What they found was decent fielding, light hitting second baseman Al Weis, whom they acquired from the Chicago White Sox. Weis was a switch hitter until 1969, which really just meant that he couldn’t hit from either side of the plate. Prior to coming to the Mets, Weis was perhaps best known for colliding with Baltimore’s Frank Robinson on a play at second base in 1967, giving Robinson double vision and causing him to miss 28 games. Red Sox fans should thus include the name Al Weis in any talk of their Impossible Dream season of 1967.

Robinson was the reigning American League MVP when he was hurt. He had won the Triple Crown in 1966, leading the league in batting average, home runs and RBIs, and had led his Orioles to a sweep of the Dodgers in the World Series (where he was also the MVP). He was on his way to a second Triple Crown as well, but his injuries opened the door for the Red Sox’ Carl Yastrzemski, who won both the MVP and Triple Crown himself, en route to guiding the Red Sox to the 1967 World Series, where their Impossible Dream was indeed just that, as they fell to the Cardinals in seven games. The Curse of Weis continues, as nobody has won the Triple Crown since. History would later find Weis putting the hurt on Robinson one more time, as well.

Weis was a career .238 hitter before the Mets acquired him, but hey, the Mets had only hit .238 themselves in 1967, so how could they do any worse? Weis would never come within 20 points of .238 again, and retired in 1971 with a career average of .219. But what happened in between was magical nonetheless. Well, not all of it.

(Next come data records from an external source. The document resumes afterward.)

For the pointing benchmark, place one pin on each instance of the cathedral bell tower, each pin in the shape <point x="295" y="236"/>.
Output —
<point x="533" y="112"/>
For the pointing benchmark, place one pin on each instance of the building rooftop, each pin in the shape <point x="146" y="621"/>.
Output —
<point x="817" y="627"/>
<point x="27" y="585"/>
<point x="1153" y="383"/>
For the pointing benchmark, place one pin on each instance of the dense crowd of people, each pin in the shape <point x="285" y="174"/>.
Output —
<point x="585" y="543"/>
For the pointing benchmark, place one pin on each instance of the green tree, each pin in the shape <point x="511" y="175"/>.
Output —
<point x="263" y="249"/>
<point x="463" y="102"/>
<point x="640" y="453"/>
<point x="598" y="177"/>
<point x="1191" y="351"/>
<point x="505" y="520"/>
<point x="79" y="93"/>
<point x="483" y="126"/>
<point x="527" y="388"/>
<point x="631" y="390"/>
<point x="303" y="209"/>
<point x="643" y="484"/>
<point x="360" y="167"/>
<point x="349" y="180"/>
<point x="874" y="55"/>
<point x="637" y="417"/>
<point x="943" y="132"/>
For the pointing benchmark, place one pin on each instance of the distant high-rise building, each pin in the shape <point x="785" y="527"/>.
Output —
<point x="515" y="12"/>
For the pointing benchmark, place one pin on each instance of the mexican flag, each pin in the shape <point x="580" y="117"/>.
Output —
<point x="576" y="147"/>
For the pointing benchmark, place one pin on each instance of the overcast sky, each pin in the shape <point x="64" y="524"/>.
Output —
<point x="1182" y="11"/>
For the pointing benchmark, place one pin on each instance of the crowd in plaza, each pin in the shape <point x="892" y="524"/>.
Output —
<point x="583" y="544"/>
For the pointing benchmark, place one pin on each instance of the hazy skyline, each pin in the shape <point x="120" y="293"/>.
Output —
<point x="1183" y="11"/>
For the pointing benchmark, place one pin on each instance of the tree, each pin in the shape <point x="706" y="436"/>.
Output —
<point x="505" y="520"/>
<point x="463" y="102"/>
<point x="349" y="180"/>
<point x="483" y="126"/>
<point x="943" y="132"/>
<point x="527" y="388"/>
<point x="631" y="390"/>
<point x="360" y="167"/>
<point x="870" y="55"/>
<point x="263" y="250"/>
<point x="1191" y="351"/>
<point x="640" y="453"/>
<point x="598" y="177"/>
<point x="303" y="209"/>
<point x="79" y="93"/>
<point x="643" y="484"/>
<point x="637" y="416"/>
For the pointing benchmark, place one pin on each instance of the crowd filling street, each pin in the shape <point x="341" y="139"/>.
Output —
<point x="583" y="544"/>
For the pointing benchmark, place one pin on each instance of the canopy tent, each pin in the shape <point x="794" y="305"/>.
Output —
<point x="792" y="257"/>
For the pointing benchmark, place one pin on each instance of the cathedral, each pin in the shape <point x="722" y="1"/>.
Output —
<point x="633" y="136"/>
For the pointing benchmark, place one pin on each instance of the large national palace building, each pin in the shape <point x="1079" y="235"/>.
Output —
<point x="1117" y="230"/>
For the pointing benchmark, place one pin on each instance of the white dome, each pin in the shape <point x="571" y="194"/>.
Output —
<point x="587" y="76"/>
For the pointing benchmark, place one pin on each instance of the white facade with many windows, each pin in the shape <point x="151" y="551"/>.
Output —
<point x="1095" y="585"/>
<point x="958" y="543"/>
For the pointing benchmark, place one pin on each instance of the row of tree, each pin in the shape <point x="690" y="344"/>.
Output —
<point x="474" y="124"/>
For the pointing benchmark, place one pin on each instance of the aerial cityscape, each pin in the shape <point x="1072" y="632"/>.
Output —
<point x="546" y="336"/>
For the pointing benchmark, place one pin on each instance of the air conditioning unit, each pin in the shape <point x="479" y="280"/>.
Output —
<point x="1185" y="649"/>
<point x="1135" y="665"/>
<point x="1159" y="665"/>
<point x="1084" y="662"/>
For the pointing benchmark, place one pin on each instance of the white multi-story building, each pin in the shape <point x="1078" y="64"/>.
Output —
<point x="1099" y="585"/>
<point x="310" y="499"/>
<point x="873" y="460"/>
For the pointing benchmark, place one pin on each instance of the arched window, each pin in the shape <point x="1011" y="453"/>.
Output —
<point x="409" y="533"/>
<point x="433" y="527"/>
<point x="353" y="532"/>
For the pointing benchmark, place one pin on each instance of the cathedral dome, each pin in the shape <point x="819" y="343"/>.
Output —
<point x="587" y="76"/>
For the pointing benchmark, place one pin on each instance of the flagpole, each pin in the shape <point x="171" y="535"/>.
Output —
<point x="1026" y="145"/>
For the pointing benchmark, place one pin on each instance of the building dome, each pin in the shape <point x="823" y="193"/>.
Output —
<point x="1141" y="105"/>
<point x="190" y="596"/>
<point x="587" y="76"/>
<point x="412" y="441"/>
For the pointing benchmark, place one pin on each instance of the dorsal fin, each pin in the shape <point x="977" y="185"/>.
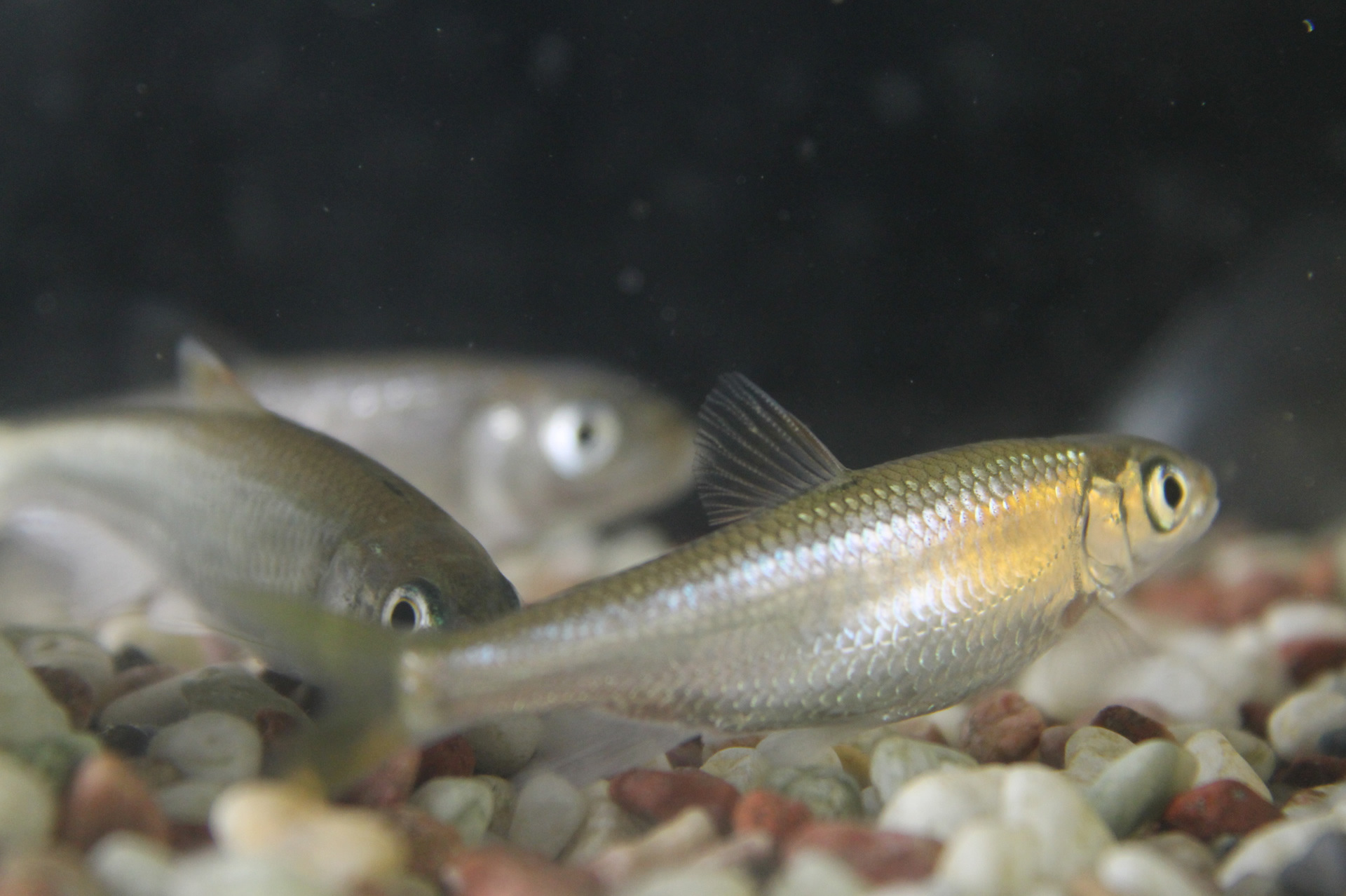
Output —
<point x="208" y="382"/>
<point x="754" y="454"/>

Weis did drop down to .172 in 1968, when he struck out three times as often as he walked. He also had the dubious distinction that year of being the last out in the longest shutout in Major League history, when the Mets lost 1-0 to the Astros is 24 innings. In 1969, he picked up his average to .215 while platooning primarily at second base and shortstop. Magic was in the air that year, however, as the Miracle Mets took advantage of a Chicago Cubs’ collapse (9-17 in the final month) and won the National League East. The Mets then swept the Atlanta Braves in the playoffs, despite home runs in each game from the Braves’ Hank Aaron, to become the first expansion team to make the World Series.

Though Weis had only one at bat during the series with the Braves, he saw the bulk of the playing time at second base in the World Series against the Baltimore Orioles, and he took advantage of it. Weis led his team with a .455 batting average, which included the game winning hit in the ninth inning of Game Two in Baltimore. He saved his biggest hit for Game Five, though.

The favored Orioles came into Shea Stadium for Game Five down 3-1 in the Series. The Orioles had jumped out to a 3-0 lead before the Mets scored two in the sixth inning, thanks in part to Cleon Jones’ propensity for clean shoes. No, they weren’t giving away runs for the best-dressed players. Jones claimed to have been hit by a Dave McNally pitch. His shoe polish on the ball proved that he had been struck, and Donn Clendenon’s subsequent home run brought the Mets within one run.

In the seventh inning, Weis did something that he’d never done before in his career. Weis did have six career home runs going into that game, but he had never hit one before his home teams' crowds in Chicago or New York. Maybe it was the electricity of being a Long Islander playing in Queens. Maybe he could feel the crowd’s excitement for the game (or for a recently opened mall!). Either way, Weis took McNally deep, and tied the score at 3-3. The Mets would go on to win the game and the Series.

The story of the Series would prove to be pitching, however, not hitting. The Mets held the Orioles to five runs in the last four games behind the strong pitching of young phenoms Jerry Koosman, Tom Seaver, Gary Gentry and Nolan Ryan. The great Frank Robinson was barely a factor, as the Mets walked him four times to keep the bat out of his hands. But Robinson and the Orioles would endure, as the O’s reached the World Series again in 1970 and 1971, winning it all in 1970. Weis would have 132 more at bats over the next two seasons before he was out of the game for good. His legacy endures, however, for Bob Costas, keeper of the flame, invokes Weis’ name during every postseason telecast. Maybe next year he’ll say "Sojo." Maybe next year the Red Sox will win the World Series.